How to Decide Your Affordability

Ms. Kruti Jain, Director, Kumar Urban Development Ltd A home is made up of hope and dreams and it is seldom that snap decisions are taken in making this important purchase.

Today the customers are more aware and conscious when buying homes, especially when it comes to seeking a home loan. But there are certain important factors that determine a customer's affordability to buy a home. Onset, credit score is something the customers must be well acquainted with. Good credit score can be maintained by being responsible with debts you already have. One must pay more than the minimum required monthly payment, and be sure to make payments on time. Hold off on applying for new credit. Too many credit requests in a short period of time can weigh down your score. Once your score improves, you can start thinking about new lines of credit, and you'll receive lower interest rates, which can save you money for years to come.As far as home loan eligibility factors are concerned, they too play an important role in customer's affordability to buy a home. However the following factors are important:

1. Income of the applicant: The amount of loan you are eligible for depends directly on your income. Your actual situation might be anything, but the simple logic is that higher income person can pay more EMI and hence he/she can take higher loan.

2. Age of the applicant: Paying a home loan is a long term commitment thus the age of the applicant does matter because banks have to ascertain the tenure you can pay off the EMI. People in their 30's stand a better chance while people in the 50's may not get loan owing to the nearing of their retirement age.

3. Past Credit: If someone has a bad repayment record, then he/she might not get the loan itself. But in some cases where bank considers the application it might happen that they only approve a certain percentage of the eligibility.

4. Relationship with the Bank: A lot of banks (especially PSU and cooperative banks) still look at your past relationship very seriously. If you have an account with bank from last 10 yrs, it will matter a lot sometimes.

5. Profession and Employer Category: Some professions are categorised as negative or risky by the lenders. People in such professions may find it difficult to get a loan sanctioned. What a lender requires is a stable income for a very long term. Almost all the banks categorize various big companies into A,B,C category and offer different interest rates to their employees.

Lower interest rates offer a lot of relief to the customers. It means cheaper finance, higher eligibility, and best of all, lower EMIs for new borrowers. However for existing borrowers want to truly benefit from a drop in interest rates, they should not wait and draw down their loan. If you are offered a minimum margin with the base rate, it is definitely a better deal for you. If tomorrow, the base rate goes further down, you may end up getting a higher margin & the same rate.

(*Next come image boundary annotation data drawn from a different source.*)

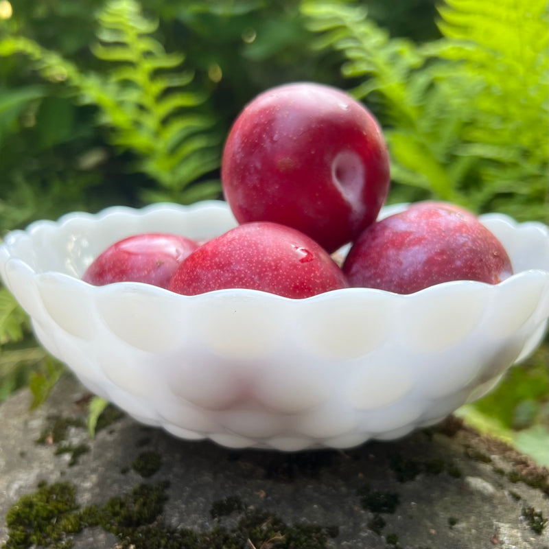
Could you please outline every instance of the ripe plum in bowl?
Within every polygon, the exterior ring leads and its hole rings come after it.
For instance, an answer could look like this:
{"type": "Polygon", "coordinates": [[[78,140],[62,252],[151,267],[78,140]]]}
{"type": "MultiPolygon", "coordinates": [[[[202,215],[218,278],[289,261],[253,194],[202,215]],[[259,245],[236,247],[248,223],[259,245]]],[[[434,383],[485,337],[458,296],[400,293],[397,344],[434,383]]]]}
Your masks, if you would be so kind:
{"type": "MultiPolygon", "coordinates": [[[[405,208],[385,207],[380,217],[405,208]]],[[[456,281],[401,295],[349,288],[292,299],[81,279],[130,235],[204,241],[231,229],[237,222],[219,201],[36,222],[6,235],[0,275],[44,347],[139,421],[229,447],[350,447],[441,421],[539,343],[549,317],[548,228],[498,213],[480,220],[513,265],[498,284],[456,281]]]]}

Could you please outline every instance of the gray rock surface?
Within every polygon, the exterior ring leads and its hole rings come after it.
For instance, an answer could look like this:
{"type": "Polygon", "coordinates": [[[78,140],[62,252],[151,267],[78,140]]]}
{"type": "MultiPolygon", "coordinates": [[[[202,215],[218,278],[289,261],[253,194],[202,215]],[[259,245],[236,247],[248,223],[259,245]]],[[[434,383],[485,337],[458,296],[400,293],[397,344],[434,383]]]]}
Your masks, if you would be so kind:
{"type": "MultiPolygon", "coordinates": [[[[0,546],[14,542],[8,512],[13,515],[18,502],[22,506],[21,496],[36,494],[40,481],[73,485],[80,510],[92,504],[106,509],[109,500],[120,501],[143,484],[156,487],[167,498],[143,524],[119,513],[121,524],[126,520],[121,526],[107,527],[104,521],[81,525],[58,546],[67,541],[97,549],[549,545],[544,522],[549,515],[547,470],[453,418],[399,441],[343,452],[234,451],[179,440],[124,415],[91,440],[82,423],[88,396],[67,375],[35,412],[28,410],[25,390],[0,406],[0,546]],[[59,418],[71,423],[64,436],[59,418]],[[299,530],[303,524],[317,528],[299,530]],[[155,528],[162,533],[156,545],[145,539],[155,528]],[[184,543],[182,533],[187,530],[190,541],[184,543]],[[221,534],[225,541],[214,542],[221,534]]],[[[64,524],[62,519],[51,522],[64,524]]]]}

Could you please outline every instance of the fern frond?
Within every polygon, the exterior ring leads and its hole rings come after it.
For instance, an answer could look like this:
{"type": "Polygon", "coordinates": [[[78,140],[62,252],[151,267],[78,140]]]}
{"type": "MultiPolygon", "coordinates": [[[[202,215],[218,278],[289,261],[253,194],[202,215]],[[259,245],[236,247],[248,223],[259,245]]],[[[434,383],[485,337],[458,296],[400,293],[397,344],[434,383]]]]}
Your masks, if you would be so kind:
{"type": "Polygon", "coordinates": [[[446,0],[444,37],[421,46],[390,38],[361,8],[304,0],[302,10],[318,44],[344,54],[342,74],[362,80],[355,95],[384,107],[393,181],[477,211],[497,204],[510,212],[519,196],[529,205],[519,218],[541,218],[539,205],[548,201],[546,0],[446,0]]]}
{"type": "Polygon", "coordinates": [[[104,75],[84,73],[19,36],[0,40],[0,56],[23,54],[46,78],[67,81],[81,103],[99,108],[98,120],[110,128],[112,143],[140,156],[139,169],[160,183],[170,200],[184,201],[191,175],[200,178],[220,163],[222,136],[206,107],[208,94],[188,87],[194,73],[180,69],[185,55],[165,51],[152,36],[158,21],[144,17],[135,0],[110,0],[97,21],[98,42],[91,49],[110,66],[104,75]],[[202,170],[188,158],[201,154],[202,170]]]}
{"type": "Polygon", "coordinates": [[[302,10],[309,27],[321,33],[318,44],[344,53],[343,75],[364,78],[351,93],[359,99],[375,94],[381,102],[393,180],[465,202],[452,179],[464,174],[446,170],[465,113],[457,117],[449,106],[449,90],[436,85],[436,73],[424,67],[426,56],[411,42],[390,38],[362,8],[306,0],[302,10]]]}
{"type": "Polygon", "coordinates": [[[23,339],[26,313],[7,288],[0,287],[0,346],[23,339]]]}

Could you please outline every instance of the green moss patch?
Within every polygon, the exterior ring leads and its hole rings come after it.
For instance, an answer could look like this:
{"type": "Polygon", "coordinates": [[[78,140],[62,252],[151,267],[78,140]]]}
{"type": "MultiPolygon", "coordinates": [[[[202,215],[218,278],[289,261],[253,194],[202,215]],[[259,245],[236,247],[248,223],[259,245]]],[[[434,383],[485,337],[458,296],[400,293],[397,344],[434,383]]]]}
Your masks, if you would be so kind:
{"type": "Polygon", "coordinates": [[[80,509],[73,484],[40,484],[8,511],[9,538],[3,547],[69,549],[73,535],[91,526],[115,535],[119,549],[325,549],[330,539],[338,535],[337,526],[290,526],[276,515],[245,505],[237,497],[215,502],[210,511],[214,517],[238,513],[235,526],[216,524],[201,533],[173,528],[162,520],[167,487],[167,482],[142,483],[102,506],[80,509]]]}
{"type": "Polygon", "coordinates": [[[47,419],[48,424],[36,441],[38,444],[58,444],[65,440],[69,428],[86,428],[84,421],[79,418],[50,416],[47,419]]]}
{"type": "Polygon", "coordinates": [[[522,515],[533,532],[541,534],[545,530],[548,519],[544,517],[541,511],[536,511],[533,507],[525,506],[522,508],[522,515]]]}
{"type": "Polygon", "coordinates": [[[82,454],[86,454],[90,451],[90,447],[87,444],[60,444],[55,451],[56,456],[61,454],[69,454],[71,458],[69,460],[69,467],[71,467],[78,463],[78,458],[82,454]]]}

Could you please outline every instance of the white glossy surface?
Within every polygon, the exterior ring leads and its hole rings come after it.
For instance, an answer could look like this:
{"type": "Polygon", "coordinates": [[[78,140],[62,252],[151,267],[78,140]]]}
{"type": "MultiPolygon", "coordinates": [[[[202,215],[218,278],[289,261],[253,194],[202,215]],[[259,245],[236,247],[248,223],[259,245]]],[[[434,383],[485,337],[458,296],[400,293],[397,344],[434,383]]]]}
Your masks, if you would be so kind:
{"type": "MultiPolygon", "coordinates": [[[[401,209],[384,209],[382,215],[401,209]]],[[[91,390],[176,436],[295,451],[401,436],[489,390],[541,339],[549,233],[481,220],[515,274],[403,296],[349,288],[304,300],[225,290],[186,296],[80,280],[109,244],[235,224],[223,202],[75,213],[8,234],[0,274],[43,346],[91,390]]]]}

Lastly, it is advisable to save as much you can to make a down payment for the purchase. The more you can pay without a bank loan help, the better it would be for you. Apart from saving some money, sell some assets if needed; or seek help from parents or other willing family members for making a substantial down payment. You won't need to pay interest back to your family, just the principal some. The lesser loan you take from the bank, the shorter will be the payment course and the lesser the interest payment.